Family Culture

 Families are so important for learning and changing the future. This week in class we talked about culture. What is it? Is it the same for all the people in a region? How does it affect our lives now? In the future?

In my head, culture is the sum of all the things you do and all the things you value. That is going to be different for every family. So, your family culture is totally and completely unique to y’all. I think that’s really cool actually. I guess that can be good and bad depending on your family.

Sometimes we want to appreciate and continue the culture we were raised with and sometimes we don’t. It’s even more difficult to find what things you want to keep and what you don’t when you are married. I know I have the struggle a little in my life. So how do you merge two different cultures? How do you help each side of the family to have a part or do you and your spouse make your own?

I have thought a lot about this because my family is really different from my husband’s family. My husband and I talk a lot about the goals we have and how we want our family to be. Things we want to do as parents and things we don’t want to do as parents. We have learned what we like about parenting and what we don’t like about parenting from our parents. We can take those things and try and be the best parents we can. Of course, learning and changing along the way.

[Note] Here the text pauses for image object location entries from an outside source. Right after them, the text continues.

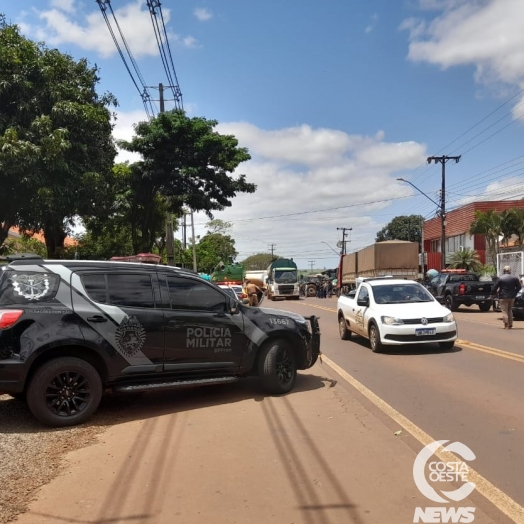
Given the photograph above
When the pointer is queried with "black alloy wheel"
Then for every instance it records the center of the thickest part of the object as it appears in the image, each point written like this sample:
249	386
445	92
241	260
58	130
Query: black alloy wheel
64	392
67	394
277	367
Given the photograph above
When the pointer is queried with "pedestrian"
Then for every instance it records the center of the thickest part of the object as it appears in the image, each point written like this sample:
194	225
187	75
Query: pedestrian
506	287
252	292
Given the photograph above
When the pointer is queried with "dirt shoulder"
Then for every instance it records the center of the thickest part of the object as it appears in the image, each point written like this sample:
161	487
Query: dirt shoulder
229	454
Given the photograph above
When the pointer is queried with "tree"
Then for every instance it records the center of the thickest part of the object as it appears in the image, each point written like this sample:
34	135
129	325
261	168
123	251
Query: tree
402	228
508	225
467	259
188	163
214	248
259	261
24	244
219	226
488	224
55	123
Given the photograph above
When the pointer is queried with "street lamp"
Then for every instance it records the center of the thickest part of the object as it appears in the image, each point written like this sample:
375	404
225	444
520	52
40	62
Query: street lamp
334	251
422	228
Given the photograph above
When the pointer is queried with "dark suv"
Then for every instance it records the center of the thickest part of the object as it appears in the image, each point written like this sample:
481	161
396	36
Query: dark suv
71	329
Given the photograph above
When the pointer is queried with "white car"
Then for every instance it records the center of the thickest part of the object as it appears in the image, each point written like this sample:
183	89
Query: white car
395	312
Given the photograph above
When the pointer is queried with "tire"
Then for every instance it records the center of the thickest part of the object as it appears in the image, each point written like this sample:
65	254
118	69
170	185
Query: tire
374	339
485	307
450	303
18	396
277	368
56	404
343	331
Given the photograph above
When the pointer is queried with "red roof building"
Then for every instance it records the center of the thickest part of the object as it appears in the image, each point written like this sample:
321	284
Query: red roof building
458	222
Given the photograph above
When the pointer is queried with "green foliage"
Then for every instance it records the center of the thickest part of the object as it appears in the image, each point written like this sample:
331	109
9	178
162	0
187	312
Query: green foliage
488	224
24	244
214	248
188	163
402	228
259	261
56	147
467	259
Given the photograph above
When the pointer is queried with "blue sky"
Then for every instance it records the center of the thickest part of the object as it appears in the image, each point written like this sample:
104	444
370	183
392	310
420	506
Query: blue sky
334	100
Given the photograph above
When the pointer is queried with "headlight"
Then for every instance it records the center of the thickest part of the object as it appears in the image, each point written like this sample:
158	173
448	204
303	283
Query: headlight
392	321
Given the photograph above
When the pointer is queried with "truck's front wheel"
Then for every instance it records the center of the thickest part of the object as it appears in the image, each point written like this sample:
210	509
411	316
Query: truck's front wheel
277	368
64	392
450	303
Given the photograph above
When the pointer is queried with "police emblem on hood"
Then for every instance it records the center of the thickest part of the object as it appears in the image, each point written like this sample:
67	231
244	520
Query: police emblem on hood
31	286
130	336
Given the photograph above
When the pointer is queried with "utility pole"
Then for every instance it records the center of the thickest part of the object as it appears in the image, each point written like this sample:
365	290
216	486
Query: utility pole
344	235
442	160
170	243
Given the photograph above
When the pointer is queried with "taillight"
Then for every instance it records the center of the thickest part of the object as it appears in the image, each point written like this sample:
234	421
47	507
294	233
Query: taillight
9	316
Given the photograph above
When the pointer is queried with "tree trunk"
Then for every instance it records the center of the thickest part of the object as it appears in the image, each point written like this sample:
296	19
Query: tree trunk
54	241
4	231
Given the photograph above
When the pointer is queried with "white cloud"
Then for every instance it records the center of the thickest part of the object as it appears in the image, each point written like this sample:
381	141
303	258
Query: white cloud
487	35
64	5
300	170
372	24
62	25
203	14
124	130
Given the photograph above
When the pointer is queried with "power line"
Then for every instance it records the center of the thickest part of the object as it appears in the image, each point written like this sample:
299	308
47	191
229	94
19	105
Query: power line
144	93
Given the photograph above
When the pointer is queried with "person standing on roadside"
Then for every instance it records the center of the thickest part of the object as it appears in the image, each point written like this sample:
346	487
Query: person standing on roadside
252	292
506	287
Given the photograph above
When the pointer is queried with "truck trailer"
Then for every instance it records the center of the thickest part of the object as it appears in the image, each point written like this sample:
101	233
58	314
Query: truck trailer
396	258
282	279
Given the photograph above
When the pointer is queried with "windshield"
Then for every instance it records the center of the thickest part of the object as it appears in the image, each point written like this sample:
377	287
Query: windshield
401	293
283	276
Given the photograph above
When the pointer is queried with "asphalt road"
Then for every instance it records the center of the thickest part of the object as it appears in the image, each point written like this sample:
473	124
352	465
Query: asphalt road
472	394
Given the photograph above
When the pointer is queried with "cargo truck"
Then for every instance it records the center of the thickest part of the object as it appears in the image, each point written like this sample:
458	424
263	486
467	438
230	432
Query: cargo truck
228	274
396	258
282	279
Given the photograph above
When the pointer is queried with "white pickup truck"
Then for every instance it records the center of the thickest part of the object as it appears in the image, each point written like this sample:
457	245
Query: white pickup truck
395	312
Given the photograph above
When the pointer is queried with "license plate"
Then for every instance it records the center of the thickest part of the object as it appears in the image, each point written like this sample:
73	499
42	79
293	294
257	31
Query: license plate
425	331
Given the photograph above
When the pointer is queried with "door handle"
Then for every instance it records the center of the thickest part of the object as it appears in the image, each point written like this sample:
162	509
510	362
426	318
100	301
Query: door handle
97	318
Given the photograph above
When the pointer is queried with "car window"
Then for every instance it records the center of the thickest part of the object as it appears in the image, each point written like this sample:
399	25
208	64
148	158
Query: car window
401	293
26	287
120	289
363	293
229	291
185	293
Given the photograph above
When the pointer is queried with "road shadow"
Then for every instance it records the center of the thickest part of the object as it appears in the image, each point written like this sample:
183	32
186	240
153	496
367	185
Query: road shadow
117	408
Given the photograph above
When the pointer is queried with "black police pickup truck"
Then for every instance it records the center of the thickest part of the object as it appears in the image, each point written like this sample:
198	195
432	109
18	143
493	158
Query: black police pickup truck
71	329
459	288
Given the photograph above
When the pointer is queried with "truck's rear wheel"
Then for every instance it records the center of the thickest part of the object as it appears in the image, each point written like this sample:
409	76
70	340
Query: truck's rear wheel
486	306
64	392
374	339
277	367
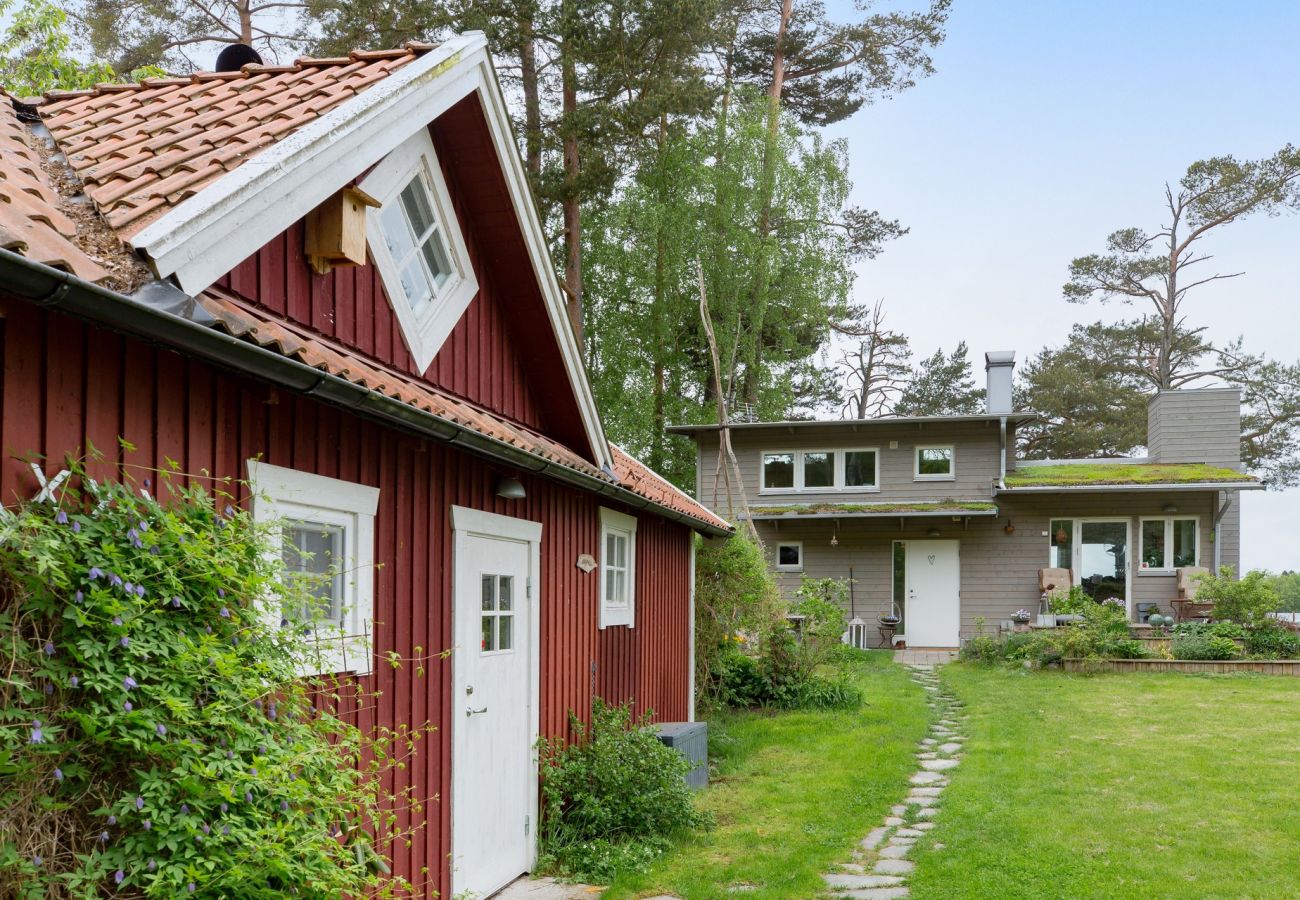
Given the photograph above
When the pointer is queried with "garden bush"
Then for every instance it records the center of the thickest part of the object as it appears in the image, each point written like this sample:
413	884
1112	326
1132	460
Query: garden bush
1192	645
612	797
1272	640
156	740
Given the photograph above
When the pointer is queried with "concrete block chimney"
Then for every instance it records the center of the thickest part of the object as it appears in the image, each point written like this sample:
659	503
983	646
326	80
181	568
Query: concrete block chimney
999	367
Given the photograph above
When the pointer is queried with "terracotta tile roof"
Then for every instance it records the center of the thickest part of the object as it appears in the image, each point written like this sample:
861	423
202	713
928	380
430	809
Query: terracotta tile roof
268	332
644	480
143	148
31	217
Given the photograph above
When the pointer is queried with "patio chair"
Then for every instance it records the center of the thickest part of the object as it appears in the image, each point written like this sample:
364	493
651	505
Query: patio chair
1187	608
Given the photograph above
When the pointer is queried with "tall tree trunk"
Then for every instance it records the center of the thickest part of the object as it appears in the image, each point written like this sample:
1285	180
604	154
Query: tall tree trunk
532	94
570	202
767	187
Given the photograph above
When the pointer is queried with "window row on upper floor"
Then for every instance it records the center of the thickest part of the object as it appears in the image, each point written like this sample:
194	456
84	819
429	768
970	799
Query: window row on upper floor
848	468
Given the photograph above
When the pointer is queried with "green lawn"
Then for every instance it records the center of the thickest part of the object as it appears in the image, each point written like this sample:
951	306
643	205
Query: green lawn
794	792
1119	786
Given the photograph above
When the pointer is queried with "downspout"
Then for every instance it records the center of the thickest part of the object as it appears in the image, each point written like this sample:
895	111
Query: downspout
1218	518
52	289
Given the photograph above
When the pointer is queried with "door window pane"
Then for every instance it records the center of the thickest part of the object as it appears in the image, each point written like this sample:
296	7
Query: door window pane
935	461
1184	542
1153	544
819	470
779	470
1062	544
859	468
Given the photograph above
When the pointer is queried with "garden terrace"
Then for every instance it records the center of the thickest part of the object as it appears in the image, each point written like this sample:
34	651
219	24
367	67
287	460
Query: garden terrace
1126	475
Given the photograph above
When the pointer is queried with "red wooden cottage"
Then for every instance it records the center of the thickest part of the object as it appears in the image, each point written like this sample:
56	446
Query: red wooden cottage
329	278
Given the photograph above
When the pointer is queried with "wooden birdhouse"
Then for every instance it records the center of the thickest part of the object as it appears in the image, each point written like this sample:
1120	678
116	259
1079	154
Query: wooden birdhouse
336	230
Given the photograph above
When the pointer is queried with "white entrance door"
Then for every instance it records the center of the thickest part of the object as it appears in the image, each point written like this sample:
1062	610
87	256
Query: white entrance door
934	613
494	701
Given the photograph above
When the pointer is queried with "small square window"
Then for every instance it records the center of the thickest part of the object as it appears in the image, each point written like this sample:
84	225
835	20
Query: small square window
789	557
934	462
778	471
859	468
818	468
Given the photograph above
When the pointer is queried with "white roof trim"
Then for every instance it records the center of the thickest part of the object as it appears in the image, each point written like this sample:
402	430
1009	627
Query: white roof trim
216	229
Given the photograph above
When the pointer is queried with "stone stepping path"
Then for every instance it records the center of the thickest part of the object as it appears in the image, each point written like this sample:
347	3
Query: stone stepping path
880	866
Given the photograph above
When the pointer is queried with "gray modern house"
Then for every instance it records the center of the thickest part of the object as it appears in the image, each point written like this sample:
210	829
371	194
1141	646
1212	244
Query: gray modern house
935	518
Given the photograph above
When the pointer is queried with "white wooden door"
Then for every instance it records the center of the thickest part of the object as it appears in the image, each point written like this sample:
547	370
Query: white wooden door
934	613
494	775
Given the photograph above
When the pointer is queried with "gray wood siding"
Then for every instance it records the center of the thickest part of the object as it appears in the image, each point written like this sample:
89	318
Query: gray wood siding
1000	572
975	446
1195	427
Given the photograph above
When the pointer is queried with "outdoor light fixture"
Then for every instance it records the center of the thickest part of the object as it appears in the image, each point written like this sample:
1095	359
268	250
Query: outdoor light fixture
510	488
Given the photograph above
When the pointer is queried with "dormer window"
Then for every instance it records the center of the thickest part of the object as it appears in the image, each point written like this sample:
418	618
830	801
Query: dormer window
417	247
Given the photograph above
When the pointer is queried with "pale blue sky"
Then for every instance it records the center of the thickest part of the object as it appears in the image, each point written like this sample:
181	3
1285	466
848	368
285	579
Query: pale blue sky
1051	124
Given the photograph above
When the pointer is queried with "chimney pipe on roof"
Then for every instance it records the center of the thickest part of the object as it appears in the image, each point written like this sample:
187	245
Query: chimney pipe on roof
235	57
999	367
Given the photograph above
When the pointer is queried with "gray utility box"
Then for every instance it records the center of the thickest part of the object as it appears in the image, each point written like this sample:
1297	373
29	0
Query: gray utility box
690	739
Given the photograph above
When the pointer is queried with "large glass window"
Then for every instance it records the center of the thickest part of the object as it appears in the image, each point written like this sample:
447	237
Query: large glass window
859	468
1169	544
778	471
818	468
934	462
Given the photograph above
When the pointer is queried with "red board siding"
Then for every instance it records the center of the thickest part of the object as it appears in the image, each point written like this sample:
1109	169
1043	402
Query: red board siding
66	385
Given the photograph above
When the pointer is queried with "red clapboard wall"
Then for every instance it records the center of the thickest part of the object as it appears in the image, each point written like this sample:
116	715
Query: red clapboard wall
69	385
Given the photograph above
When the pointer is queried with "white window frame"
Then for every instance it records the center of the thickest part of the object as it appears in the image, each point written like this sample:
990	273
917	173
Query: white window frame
837	475
841	468
915	462
281	494
425	330
624	526
798	566
1168	569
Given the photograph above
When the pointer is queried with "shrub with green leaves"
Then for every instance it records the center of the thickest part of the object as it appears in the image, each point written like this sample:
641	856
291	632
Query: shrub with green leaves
612	797
155	739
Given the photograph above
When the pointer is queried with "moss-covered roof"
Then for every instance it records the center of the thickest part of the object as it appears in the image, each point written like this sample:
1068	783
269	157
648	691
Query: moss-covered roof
919	507
1082	475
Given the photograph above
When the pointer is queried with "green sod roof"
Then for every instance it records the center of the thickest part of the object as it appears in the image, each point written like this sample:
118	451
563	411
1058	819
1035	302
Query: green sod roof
1082	475
919	507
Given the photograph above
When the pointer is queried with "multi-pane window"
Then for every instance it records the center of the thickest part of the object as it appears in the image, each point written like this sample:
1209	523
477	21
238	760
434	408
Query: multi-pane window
818	470
312	553
1168	544
935	462
498	613
416	242
618	569
789	557
859	468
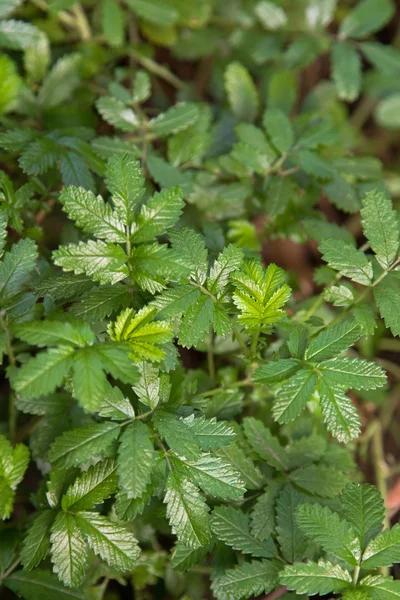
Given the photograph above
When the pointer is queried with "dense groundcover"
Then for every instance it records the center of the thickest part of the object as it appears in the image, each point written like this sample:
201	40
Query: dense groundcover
199	299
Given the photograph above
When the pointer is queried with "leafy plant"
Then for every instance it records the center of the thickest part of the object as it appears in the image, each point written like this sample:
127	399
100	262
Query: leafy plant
199	299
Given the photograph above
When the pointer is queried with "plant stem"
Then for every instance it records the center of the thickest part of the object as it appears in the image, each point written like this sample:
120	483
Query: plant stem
380	473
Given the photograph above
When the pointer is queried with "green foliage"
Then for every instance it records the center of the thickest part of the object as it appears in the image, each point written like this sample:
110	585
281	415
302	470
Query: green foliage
199	299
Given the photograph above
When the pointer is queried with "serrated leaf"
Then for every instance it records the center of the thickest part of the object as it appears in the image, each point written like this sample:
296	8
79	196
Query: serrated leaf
293	395
347	260
380	226
325	527
353	373
187	512
383	550
265	444
292	542
346	71
332	341
322	480
177	118
114	544
68	550
135	460
364	509
231	526
124	179
43	373
340	414
246	580
241	92
213	475
315	578
210	433
78	446
98	483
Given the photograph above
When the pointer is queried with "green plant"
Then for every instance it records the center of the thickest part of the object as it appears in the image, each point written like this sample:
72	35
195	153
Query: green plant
197	413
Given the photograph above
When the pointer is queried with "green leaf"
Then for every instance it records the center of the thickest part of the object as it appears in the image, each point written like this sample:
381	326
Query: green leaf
292	542
157	215
98	483
78	446
347	260
353	373
241	92
363	508
367	17
40	584
292	396
332	341
103	262
43	373
383	550
68	550
322	480
210	433
124	179
346	71
187	512
340	414
380	226
112	543
36	544
231	526
177	118
276	371
16	266
135	460
213	475
315	578
279	129
246	580
92	214
325	527
262	516
265	444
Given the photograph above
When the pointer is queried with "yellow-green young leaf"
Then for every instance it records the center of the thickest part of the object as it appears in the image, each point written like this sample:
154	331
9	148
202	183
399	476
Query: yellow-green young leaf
363	508
384	550
292	542
315	578
40	584
36	544
77	446
135	460
43	373
112	22
265	444
279	129
124	179
241	92
187	512
98	483
247	580
231	525
293	395
323	526
114	544
178	118
347	260
346	71
68	550
366	17
340	414
322	480
380	226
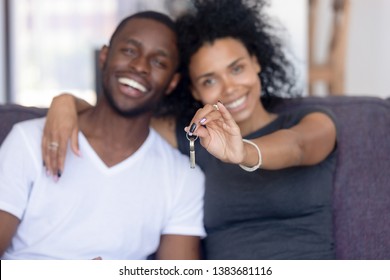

 A little subject change. (It relates, I promise!) We watched this video of a family that is not very well off. The mom has been working at Burger King for years and has goals to go to school to become a teacher. She walks to her job because she doesn’t have a car. I was sitting there thinking about why she wouldn’t just take the steps to go to school. There are programs set up to help families in her situation to have a better life. I don’t want to judge because I know life is hard and habits are hard to break. Maybe it’s also a pride issue where she didn’t want to be on welfare or get government assistance. Maybe it’s not as easy as it seems to me to go to school. I absolutely want to be kind in this situation, but it goes on to affect her kids and then her grandkids. Her kids end up in the same situation as her, not really working or having a good life. She has one son that was adamant that he would have a better life and go to college. He ended up getting a girl pregnant and dropping out of high school with six months to go. Why do these things seem to happen more in families with lower incomes? What is the cause? I know people can change their lives. I know people can break habits and cycles. My parents were teen parents, and they worked hard to go to school and provide us all with a good life. I am absolutely blessed to have the life I have. I have never not had something I needed. I got most the things I wanted because my parents could afford it or I saved enough of my own money. I lot of people can’t say that and it makes me really grateful for the life my parents have given me. My parents were honest and open about their mistakes so none of their kids would become teen parents as well. My mom always told me that her and my dad are the exception, not the rule. Most teen parents don’t stay together, but my parents made it work. So maybe it takes the parents really wanting a different life for themselves and for their kids. Maybe the kids have to see the parents take those steps to make changes, so they can see the rewards from that.

So how does that relate to culture? Well, I think the example we grow up with is typically what we follow. Children learn a lot of just watching and trying. If kids see their parents doing something, they will probably do it or at least try it. And those things will affect their future.